Sen Chen,Lingling Fan,Cuiyun Gao,Fu Song,Yang Liu
DOI: https://doi.org/10.1109/issre52982.2021.00065
2021-01-01
Abstract:For the real-world dataset collected by our industrial partner, Pwnzen Infotech Inc., one of the leading industrial security companies, there are a large number of unlabeled Android applications (called unlabeled apps in this paper) that are unlikely to belong to known Android malware families nor ordinary benign apps according to the industrial black-list (i.e., signatures) and white-list (i.e., certificates). However, such apps have rarely been studied previously, but are important to peek into the gray area of mobile world. It is a time-consuming task for software analysts to understand the negative characteristics of these samples, which would lead to potential security or privacy threats for app users, significantly negative impacts on mobile system performance, and bad user experience, etc. To investigate the characteristics of these industrial unlabeled apps in a large-scale in practice, and provide insights to industrial software analysts as well as research communities, we collect a large-scale dataset of unlabeled apps (i.e., 22,886 in total) from our industrial partners. Given the common industrial perception of software analysts that a high percentage of these unlabeled apps could have some similar behaviors, we leverage the popular community-detection techniques based on widely-used app features in mal ware detection to cluster these unlabeled apps. After that, we investigate the common behaviors for different clusters with substantial human efforts and also conduct cross-validation across co-authors to check the results. Our manual analysis unveils the characteristics of these unlabeled apps by sampling data from different clusters, and discovers 11 categories, some of which have never been discovered by previous grayware research.
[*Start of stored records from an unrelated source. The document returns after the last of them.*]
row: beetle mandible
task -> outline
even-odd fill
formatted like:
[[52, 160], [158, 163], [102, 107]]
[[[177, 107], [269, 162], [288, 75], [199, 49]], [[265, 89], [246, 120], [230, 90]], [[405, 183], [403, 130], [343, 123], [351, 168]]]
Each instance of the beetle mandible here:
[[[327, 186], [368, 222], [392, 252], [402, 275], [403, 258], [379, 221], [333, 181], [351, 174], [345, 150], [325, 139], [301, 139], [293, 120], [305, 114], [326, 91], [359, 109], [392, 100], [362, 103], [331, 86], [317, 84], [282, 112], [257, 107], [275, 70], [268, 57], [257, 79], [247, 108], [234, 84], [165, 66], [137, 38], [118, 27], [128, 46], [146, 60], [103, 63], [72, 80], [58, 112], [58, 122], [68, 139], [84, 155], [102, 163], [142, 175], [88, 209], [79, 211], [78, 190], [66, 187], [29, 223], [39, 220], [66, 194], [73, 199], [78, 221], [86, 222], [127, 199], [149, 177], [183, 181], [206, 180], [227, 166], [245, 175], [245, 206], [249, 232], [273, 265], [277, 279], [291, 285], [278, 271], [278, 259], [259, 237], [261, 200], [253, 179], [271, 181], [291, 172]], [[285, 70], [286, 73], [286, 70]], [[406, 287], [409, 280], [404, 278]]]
Besides, from our exploration, we find that the community-based techniques are not effective enough in clustering unlabeled apps, so that manual analysis is encouraged. Manual analysis is an important first step towards studying unlabeled apps and understanding their characteristics. Finally, we highlight the lessons learned through real case studies, comparison study with existing malware/grayware research, in-depth discussion with industrial partners, and feedback from industrial partners.